Our study found, based on patient medical histories and characteristics, that the most significant factor related to a longer SNT was gender. A possible cause and explanation of longer SNTs in women may be the more frequent occurrence of atypical symptoms, resulting in significant delays from symptom onset to contacting the emergency system [18,19]. Women often have no chest pain [20] or consider the pain to be insignificant or not life-threatening [21]. In the VIRGO study (Variation in Recovery: Role of Gender on Outcomes of Young AMI Patients), only half of patients < 55 years of age presenting with an acute myocardial infarction considered themselves at risk for heart disease before their event, despite having several cardiac risk factors [19]. Women were less likely than men to be told by their physician that they were at risk of cardiovascular disease or to have conversations about risk reduction.
Significantly longer SNTs were found in patients treated for arterial hypertension and in obese females, but not males. These findings are consistent with previous studies [22-24].
A negative trend toward longer delays (thus not statistically significant) was observed in patients with a history of CABG, and in diabetic patients while a trend toward shorter delay was seen in patients with a history of prior MI. Prolongation of time delay in diabetic patients has been consistently reported across studies, and related to atypical signs and symptoms of MI in this population [25–27] . Studies investigating pre-hospital delay in patients with prior CABG or MI reported conflicting results of whether patients with these comorbidities present earlier or not.

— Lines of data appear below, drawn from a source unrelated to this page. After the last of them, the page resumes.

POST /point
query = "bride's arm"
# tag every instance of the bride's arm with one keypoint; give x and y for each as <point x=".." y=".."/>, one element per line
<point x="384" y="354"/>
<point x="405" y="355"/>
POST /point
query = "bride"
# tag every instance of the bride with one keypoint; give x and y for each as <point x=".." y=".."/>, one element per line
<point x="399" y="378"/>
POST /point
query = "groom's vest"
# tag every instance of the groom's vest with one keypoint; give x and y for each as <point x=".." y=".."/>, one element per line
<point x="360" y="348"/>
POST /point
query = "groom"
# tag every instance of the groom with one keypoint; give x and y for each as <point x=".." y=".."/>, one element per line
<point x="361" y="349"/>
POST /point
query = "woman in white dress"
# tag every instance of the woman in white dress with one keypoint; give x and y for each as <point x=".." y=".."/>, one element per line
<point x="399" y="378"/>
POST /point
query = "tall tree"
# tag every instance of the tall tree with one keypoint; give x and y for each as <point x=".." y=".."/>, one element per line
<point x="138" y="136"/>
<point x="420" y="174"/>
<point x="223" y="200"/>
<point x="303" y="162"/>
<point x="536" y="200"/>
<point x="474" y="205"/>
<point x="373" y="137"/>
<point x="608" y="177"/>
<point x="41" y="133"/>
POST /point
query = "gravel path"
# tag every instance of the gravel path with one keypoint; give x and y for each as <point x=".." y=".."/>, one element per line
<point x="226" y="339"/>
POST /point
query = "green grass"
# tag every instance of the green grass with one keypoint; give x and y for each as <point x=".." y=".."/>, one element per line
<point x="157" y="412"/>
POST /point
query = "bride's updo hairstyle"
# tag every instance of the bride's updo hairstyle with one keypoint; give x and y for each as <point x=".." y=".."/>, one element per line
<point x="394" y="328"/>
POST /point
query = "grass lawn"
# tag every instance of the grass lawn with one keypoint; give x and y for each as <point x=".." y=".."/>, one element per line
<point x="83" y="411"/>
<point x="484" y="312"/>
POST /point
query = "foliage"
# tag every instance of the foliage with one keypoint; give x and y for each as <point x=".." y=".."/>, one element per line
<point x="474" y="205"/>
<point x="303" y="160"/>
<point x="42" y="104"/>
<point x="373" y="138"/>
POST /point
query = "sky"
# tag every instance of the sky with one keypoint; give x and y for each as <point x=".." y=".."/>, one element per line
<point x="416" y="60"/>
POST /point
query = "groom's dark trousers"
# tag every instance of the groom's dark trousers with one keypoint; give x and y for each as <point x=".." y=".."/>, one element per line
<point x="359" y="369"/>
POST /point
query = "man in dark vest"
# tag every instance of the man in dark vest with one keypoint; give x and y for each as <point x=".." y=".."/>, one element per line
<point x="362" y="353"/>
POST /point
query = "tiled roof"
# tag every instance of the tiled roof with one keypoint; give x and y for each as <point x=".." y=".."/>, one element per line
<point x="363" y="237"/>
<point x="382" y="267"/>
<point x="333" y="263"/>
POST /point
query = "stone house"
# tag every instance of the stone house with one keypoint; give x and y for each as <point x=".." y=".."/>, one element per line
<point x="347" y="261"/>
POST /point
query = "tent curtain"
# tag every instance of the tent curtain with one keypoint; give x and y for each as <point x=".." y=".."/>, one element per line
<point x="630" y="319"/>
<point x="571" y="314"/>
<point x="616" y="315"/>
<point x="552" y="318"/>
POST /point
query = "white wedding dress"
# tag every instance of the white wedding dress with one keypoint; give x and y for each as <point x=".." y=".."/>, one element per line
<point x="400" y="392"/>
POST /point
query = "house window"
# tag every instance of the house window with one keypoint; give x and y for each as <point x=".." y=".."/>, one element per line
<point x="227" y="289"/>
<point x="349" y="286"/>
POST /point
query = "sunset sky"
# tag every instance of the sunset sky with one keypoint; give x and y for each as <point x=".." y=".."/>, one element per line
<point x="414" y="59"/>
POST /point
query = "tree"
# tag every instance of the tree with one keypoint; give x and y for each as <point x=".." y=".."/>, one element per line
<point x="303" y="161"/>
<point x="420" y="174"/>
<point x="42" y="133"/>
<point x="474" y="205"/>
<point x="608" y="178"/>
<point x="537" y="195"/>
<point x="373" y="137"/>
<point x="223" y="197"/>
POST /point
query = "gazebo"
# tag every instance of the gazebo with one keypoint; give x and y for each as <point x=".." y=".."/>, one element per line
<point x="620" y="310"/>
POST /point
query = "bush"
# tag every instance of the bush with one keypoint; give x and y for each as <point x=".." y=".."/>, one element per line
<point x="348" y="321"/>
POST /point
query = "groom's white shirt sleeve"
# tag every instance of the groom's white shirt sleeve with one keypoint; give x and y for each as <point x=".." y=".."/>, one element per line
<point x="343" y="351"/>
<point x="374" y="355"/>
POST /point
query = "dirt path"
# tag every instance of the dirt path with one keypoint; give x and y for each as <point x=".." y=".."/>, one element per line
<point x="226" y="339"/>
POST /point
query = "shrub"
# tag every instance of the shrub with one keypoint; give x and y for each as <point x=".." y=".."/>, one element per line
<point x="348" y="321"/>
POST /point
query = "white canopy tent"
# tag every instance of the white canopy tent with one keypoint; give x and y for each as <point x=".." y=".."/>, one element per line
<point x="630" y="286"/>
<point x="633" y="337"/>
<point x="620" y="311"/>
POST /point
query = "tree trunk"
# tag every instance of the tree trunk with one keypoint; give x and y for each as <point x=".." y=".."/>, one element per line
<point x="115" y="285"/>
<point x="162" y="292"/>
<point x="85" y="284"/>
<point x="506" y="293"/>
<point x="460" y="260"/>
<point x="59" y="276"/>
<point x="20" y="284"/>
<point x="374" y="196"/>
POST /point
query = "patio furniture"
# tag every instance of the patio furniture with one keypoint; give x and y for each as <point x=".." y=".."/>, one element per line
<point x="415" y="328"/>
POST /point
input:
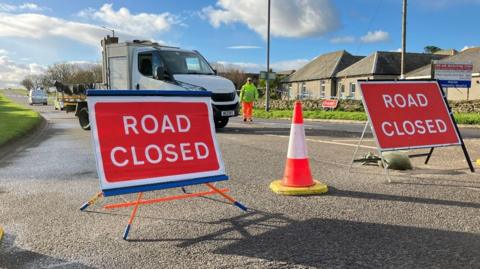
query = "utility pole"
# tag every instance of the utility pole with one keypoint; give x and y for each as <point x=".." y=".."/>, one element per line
<point x="267" y="85"/>
<point x="404" y="38"/>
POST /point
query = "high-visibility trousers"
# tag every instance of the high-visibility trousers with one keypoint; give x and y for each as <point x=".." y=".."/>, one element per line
<point x="247" y="108"/>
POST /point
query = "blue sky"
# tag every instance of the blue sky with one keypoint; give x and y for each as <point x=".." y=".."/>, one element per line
<point x="35" y="34"/>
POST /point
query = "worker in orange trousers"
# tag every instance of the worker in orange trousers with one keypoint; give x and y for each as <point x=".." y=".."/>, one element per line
<point x="248" y="95"/>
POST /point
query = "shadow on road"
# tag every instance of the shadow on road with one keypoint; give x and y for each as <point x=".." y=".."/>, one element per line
<point x="328" y="242"/>
<point x="337" y="243"/>
<point x="12" y="256"/>
<point x="397" y="198"/>
<point x="259" y="130"/>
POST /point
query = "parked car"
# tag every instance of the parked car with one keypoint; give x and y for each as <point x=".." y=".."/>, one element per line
<point x="37" y="96"/>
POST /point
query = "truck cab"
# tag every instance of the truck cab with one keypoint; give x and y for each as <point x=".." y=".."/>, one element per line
<point x="145" y="65"/>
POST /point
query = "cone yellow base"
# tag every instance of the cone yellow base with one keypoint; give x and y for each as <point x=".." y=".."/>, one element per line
<point x="277" y="187"/>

In The Worcester Heart Attack Study, the researchers found that previous MI was associated with longer delays [27], other investigators [25,26,28,29] reported significantly shorter pre-hospital delays in these patients. In a prospective cohort study performed by Coventry et al. the patients with previous MI had shorter time delay than patients without previous MI or CABG, but patients with previous MI and CABG compared with previous MI alone had longer time delays [30]. The probable reason for these findings is that some patients perceive seriousness of the disease and potential threat after the first event while others think it is not likely to have a second MI after a successful CABG operation. Moreover, socio-demographic factors (e.g. marital status), cognitive (higher educational level [28,31]) and behavioral factors play a role when deciding to call emergency system or come to a hospital to seek help [32]. There is limited evidence that community media-based MI-awareness campaigns lead to shortening time delays [30,33], therefore a face-to-face educational intervention in selected high-risk patients (post MI/CABG, with diabetes) was proposed to be more beneficial. Despite the fact that a randomized trial conducted by Dracup et al [34] failed to prove this concept, the MEDEA study demonstrated that patients with a knowledge of MI symptoms and treatment presented with shorter time delays [35]. Thus, continuous efforts need to be taken to educate high risk patients to further reduce pre-hospital delay.

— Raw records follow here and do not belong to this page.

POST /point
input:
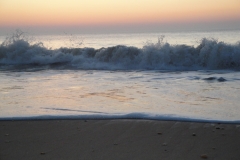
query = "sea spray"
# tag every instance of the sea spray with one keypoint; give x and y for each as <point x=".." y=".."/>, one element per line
<point x="16" y="51"/>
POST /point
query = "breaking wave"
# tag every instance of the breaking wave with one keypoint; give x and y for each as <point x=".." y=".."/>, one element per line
<point x="16" y="51"/>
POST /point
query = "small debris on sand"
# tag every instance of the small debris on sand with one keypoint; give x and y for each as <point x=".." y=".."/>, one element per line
<point x="164" y="144"/>
<point x="203" y="156"/>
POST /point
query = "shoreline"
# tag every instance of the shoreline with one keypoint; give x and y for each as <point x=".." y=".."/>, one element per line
<point x="118" y="139"/>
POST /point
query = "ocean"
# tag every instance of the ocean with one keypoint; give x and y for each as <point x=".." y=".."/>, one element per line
<point x="189" y="76"/>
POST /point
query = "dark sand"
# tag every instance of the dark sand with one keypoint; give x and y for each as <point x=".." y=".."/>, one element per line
<point x="118" y="139"/>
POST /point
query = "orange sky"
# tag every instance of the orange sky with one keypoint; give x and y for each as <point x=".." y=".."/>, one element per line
<point x="113" y="12"/>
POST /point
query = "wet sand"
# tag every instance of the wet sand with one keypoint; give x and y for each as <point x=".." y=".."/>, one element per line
<point x="118" y="139"/>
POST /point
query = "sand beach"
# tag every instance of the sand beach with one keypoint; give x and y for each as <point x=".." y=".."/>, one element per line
<point x="118" y="139"/>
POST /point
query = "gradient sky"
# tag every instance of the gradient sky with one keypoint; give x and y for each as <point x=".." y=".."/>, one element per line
<point x="118" y="15"/>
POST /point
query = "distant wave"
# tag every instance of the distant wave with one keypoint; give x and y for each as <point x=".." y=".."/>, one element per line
<point x="209" y="54"/>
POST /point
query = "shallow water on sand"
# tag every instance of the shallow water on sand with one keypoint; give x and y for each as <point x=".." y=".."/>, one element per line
<point x="209" y="95"/>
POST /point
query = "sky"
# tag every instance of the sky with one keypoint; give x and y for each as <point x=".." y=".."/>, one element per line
<point x="93" y="16"/>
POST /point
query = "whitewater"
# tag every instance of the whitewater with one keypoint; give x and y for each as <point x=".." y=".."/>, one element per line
<point x="191" y="76"/>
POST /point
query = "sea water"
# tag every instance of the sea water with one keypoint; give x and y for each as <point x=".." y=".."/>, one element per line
<point x="191" y="76"/>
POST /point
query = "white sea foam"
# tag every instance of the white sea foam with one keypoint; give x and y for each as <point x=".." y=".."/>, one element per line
<point x="208" y="54"/>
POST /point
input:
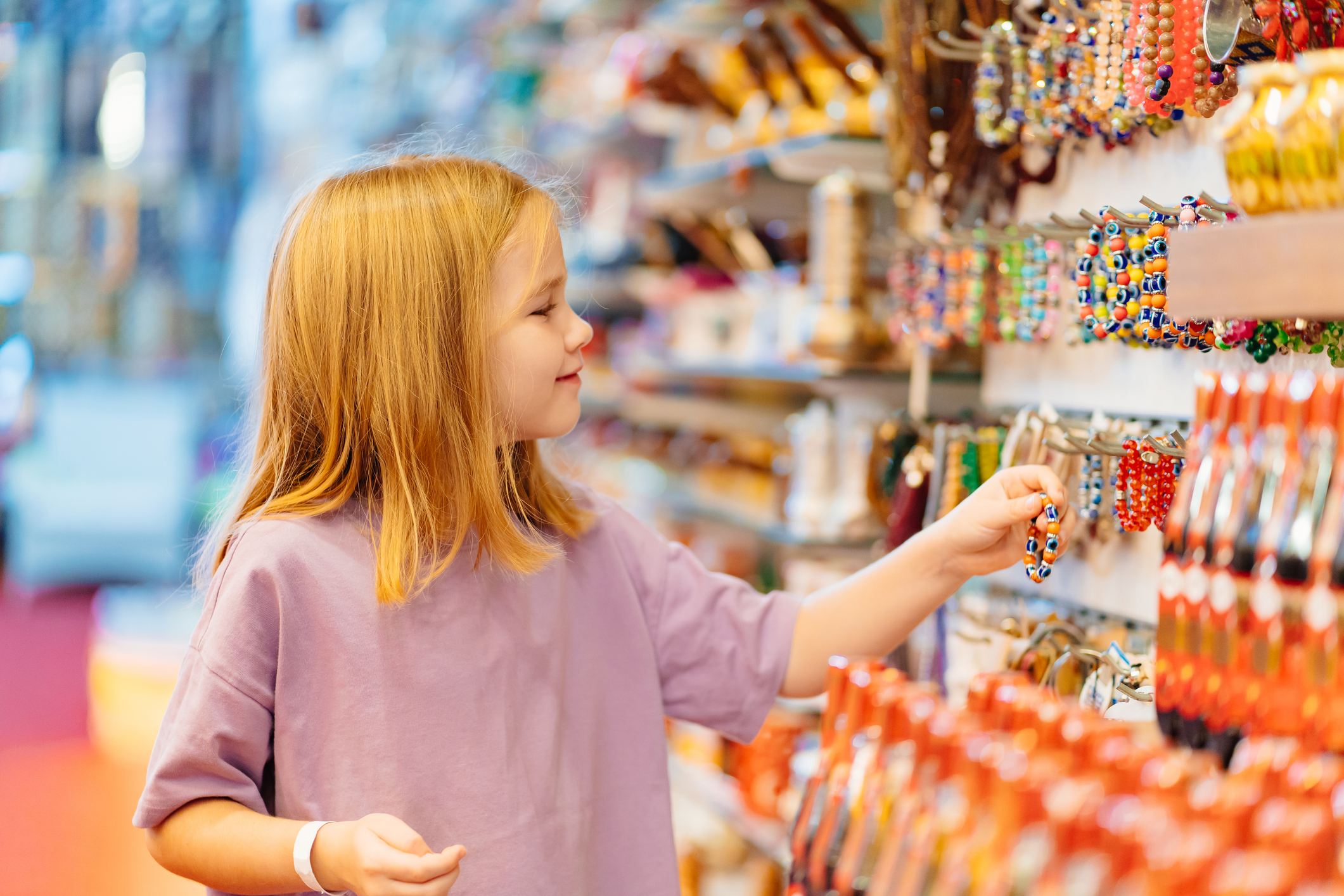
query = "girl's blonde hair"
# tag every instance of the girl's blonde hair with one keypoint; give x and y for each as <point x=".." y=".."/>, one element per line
<point x="375" y="375"/>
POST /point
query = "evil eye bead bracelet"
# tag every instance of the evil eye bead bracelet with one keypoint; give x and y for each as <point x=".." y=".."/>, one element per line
<point x="1038" y="562"/>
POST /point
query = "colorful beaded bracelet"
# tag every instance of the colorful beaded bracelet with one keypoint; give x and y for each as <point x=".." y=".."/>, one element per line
<point x="1038" y="565"/>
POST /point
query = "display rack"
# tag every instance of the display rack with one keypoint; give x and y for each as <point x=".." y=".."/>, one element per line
<point x="681" y="501"/>
<point x="1226" y="272"/>
<point x="780" y="175"/>
<point x="1120" y="579"/>
<point x="719" y="794"/>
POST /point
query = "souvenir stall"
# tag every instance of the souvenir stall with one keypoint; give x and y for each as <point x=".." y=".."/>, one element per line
<point x="897" y="246"/>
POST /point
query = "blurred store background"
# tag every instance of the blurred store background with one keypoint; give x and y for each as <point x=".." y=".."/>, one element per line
<point x="148" y="152"/>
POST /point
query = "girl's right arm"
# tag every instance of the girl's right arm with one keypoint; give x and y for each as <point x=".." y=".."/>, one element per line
<point x="234" y="849"/>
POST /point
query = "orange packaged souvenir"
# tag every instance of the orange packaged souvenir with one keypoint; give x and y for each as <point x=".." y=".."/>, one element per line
<point x="1213" y="617"/>
<point x="815" y="791"/>
<point x="874" y="803"/>
<point x="840" y="796"/>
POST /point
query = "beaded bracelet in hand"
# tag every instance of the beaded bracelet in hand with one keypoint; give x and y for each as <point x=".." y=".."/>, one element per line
<point x="1038" y="565"/>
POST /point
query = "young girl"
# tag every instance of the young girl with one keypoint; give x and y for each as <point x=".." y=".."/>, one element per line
<point x="418" y="644"/>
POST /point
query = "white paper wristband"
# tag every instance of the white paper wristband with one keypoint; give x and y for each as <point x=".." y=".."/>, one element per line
<point x="304" y="856"/>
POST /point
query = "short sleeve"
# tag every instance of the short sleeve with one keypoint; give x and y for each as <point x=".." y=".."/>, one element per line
<point x="215" y="736"/>
<point x="722" y="646"/>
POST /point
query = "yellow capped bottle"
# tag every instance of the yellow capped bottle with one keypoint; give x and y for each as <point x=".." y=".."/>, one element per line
<point x="1251" y="159"/>
<point x="1309" y="156"/>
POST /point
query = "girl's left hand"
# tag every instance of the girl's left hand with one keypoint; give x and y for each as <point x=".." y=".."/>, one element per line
<point x="988" y="531"/>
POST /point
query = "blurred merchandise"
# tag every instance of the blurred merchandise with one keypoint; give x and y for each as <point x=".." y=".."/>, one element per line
<point x="103" y="490"/>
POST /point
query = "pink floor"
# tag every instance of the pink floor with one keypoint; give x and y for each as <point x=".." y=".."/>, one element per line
<point x="65" y="808"/>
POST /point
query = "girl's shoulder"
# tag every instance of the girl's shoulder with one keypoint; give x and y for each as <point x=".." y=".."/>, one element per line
<point x="277" y="544"/>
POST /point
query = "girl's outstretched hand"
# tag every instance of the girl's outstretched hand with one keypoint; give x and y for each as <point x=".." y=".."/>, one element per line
<point x="988" y="531"/>
<point x="381" y="856"/>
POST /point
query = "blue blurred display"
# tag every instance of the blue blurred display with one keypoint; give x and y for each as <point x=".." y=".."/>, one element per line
<point x="148" y="153"/>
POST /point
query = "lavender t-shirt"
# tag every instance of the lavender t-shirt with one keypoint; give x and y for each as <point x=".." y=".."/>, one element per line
<point x="520" y="716"/>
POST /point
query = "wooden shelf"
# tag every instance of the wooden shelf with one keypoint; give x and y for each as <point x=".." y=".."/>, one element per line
<point x="719" y="794"/>
<point x="805" y="373"/>
<point x="792" y="167"/>
<point x="1270" y="266"/>
<point x="684" y="502"/>
<point x="866" y="156"/>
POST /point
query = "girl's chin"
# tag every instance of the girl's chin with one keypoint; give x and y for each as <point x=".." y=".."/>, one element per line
<point x="561" y="417"/>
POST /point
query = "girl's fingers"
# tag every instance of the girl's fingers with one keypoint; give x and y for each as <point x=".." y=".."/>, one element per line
<point x="1004" y="515"/>
<point x="398" y="835"/>
<point x="421" y="869"/>
<point x="1034" y="478"/>
<point x="437" y="887"/>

In the patients with longer SNTs, there was a higher incidence of post-PCI suboptimal TIMI flow in the culprit vessel despite the fact, that all patients were given appropriate combined antithrombotic therapy including prasugrel or ticagrelor at a cathlab prior to revascularization. Our results are consistent with previous reports that found a positive correlation between shorter time delays and more favorable postprocedural findings on the infarct-related artery [36,37]. In the ATLANTIC (Administration of Ticagrelor in the Cath Lab or in the Ambulance for New ST Elevation Myocardial Infarction to Open the Coronary Artery) study, early (pre-hospital) compared to in-hospital administration of ticagrelor in STEMI patients did not result in more frequent TIMI 3 flow prior to and post-PCI but reduced stent thrombosis rates, irrespective of initial TIMI risk score of the patients [38]. To sum up, the data suggest that affecting time delay is of higher importance than timing of the first (loading) dose of a potent P2Y12 inhibitor, as long as given prior to PCI.
The study found only a borderline relationship between longer SNTs (i.e., above the median value) and the occurrence of the composite ischemic endpoint when no risk stratification was applied. Despite a low incidence of endpoints both at 30 days and 1 year, the present data demonstrated that stratification of patients at admission, relative to ischemic risk using the TIMI Risk Score (including hemodynamic parameters, disease-specific patient medical history, and age) is still the most important act the attending clinician must perform, and in high-risk patients to subsequently take actions in order to maximally shorten time delay to reperfusion. Such approach, together with the use of potent antiplatelet therapy including prasugrel or ticagrelor, resulted in a better survival and less ischemic events. In patients with a low-risk profile at admission, with the same antiplatelet therapy applied, the prognostic effect of short time delay was not pronounced.
Similarly to previous publications [39,40], the majority of cardiogenic shock patients enrolled in our study arrived early (SNT ≤ 1 hour) after the onset of symptoms but still having the worst prognosis. These patients arrived in very poor condition, had been resuscitated, and on hemodynamic or ventilator support. The poor outcomes in these cases were likely determined before the patient ever reached a Cath lab and were independent of elapsed SNT.